11.01.2008 0

Of Ruse and Reality

  • On: 11/03/2008 10:06:49
  • In: Barack Obama
  • By Isaac MacMillen

    Barack Obama’s campaign has been marked by an ethereal glow, as an almost messianic zeal has taken over. While some may claim that it is largely inspired by the historic nature of the candidacy, it is worth noting that the historic campaigns of Sen. Hillary Clinton and Gov. Sarah Palin did not and have not inspired that same feverish devotion.

    No, there is something more to this unbreakable fidelity. It was built upon the “hope” and “change” mantra that Sen. Obama preached, turned into a sort of “gospel” promising “salvation.” But even Sen. Obama himself now realizes that he has created a level of expectations that, if not satisfied early in his administration, could cause his demise.

    So Obama has begun to prepare a campaign of expectations management, lest the momentum from the machine he created ultimately overwhelm him. Despite the favorable chances of working with a Democrat super-majority—the possibility of a filibuster-proof Senate—Sen. Obama still says that it will be “hard” for him to clean up Washington.

    Should he indeed take office with 60 Democrat Senators and a majority of the House, he will have an easy time implementing his policy objectives—reinstating the (un) Fairness Doctrine (muzzling freedom of speech), renewing the moratorium on offshore drilling (driving up gas prices), passing the Employee Free Choice Act (ending the ability of union workers to cast a secret ballot), cap and trade to fight “man-made” global warming (severely harming the U.S. economy)—the list goes on.

    But by looking closely, one can clearly see why Sen. Obama is concerned—he is not yet assured of complete control of Congress.

    Senator Obama’s radical agenda may yet be stoppable—if the Republicans maintain the ability to run a filibuster. History is with the Republicans on this. Not since 1965, under President Lyndon B. Johnson, did a president have a filibuster-proof senatorial majority. With 41 solid votes, Republicans will be able to stall—if not completely stop—many of the items sent their way.

    Some issues will not need a filibuster to succeed, though. Those tax cuts under President Bush? Expect them to expire with nary a sorrowful look from the Democrat Congress.

    In the past 40 years, Democrats have held the presidency plus a majority in both houses of Congress only three times. These majorities resulted in massive explosions of government, the effects of which we are still feeling today.

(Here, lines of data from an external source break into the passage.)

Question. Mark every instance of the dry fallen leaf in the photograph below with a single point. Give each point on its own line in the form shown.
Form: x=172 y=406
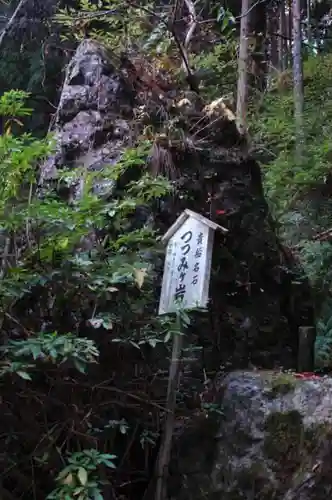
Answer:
x=139 y=276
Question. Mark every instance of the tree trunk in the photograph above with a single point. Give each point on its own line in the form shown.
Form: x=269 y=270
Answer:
x=289 y=33
x=282 y=42
x=298 y=81
x=242 y=84
x=258 y=54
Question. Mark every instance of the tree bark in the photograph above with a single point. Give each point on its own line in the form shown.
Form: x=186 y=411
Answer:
x=282 y=42
x=242 y=84
x=258 y=54
x=298 y=81
x=12 y=20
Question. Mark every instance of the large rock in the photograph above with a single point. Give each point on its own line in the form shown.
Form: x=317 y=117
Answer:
x=257 y=304
x=265 y=436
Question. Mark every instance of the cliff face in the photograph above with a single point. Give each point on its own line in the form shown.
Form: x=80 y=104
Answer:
x=106 y=107
x=268 y=436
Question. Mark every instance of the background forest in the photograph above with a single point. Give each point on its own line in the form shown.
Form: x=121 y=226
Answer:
x=271 y=60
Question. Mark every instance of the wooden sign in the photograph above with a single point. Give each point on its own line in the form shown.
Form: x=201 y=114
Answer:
x=187 y=267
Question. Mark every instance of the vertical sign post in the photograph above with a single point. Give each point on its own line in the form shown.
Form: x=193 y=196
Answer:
x=187 y=267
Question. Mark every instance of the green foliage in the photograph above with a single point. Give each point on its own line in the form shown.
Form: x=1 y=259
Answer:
x=51 y=348
x=219 y=65
x=110 y=22
x=273 y=130
x=299 y=195
x=79 y=479
x=78 y=267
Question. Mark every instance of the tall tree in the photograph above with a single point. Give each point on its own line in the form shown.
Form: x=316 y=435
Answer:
x=282 y=42
x=298 y=80
x=242 y=83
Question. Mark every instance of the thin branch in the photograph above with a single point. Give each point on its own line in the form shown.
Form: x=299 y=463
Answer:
x=12 y=20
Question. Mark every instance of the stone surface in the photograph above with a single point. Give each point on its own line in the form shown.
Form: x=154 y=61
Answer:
x=89 y=130
x=270 y=440
x=256 y=304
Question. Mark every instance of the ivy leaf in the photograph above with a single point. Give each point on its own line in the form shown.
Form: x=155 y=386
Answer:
x=68 y=479
x=24 y=375
x=139 y=275
x=82 y=476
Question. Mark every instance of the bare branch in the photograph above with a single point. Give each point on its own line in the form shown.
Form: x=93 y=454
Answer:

    In 1965-1968, Democrats under President Johnson were able to pass the “Great Society” socialist programs, including Medicare and increases in food stamps. 1977-1980, Democrats under President Jimmy Carter passed the Full Employment Act, and America learned what “hyperinflation” and “stagnation” were. 1993-1994, Democrats under President Bill Clinton passed the largest tax increase in history. In all three cases, the American public reacted violently against the encroaching liberal agenda, giving the Republicans substantial victories the next year.

    Sen. Obama will face the same problem if he takes office. His agenda promises hope, change—a revived economy and “good times” again. But with the current economic climate, and the fallout from the Democrats’ liberal agenda, the situation will only get worse.

    After a year in office, spending skyrocketing, perhaps a deficit well over $1 Trillion, and still millions of uninsured, unemployed—will Americans view this purveyor of hope and change as a fraud? By all appearances, the stern possibility of that reality has caused even the hope-master himself to give pause to his high-flung rhetoric.

    Isaac MacMillen is a contributing editor of ALG News Bureau.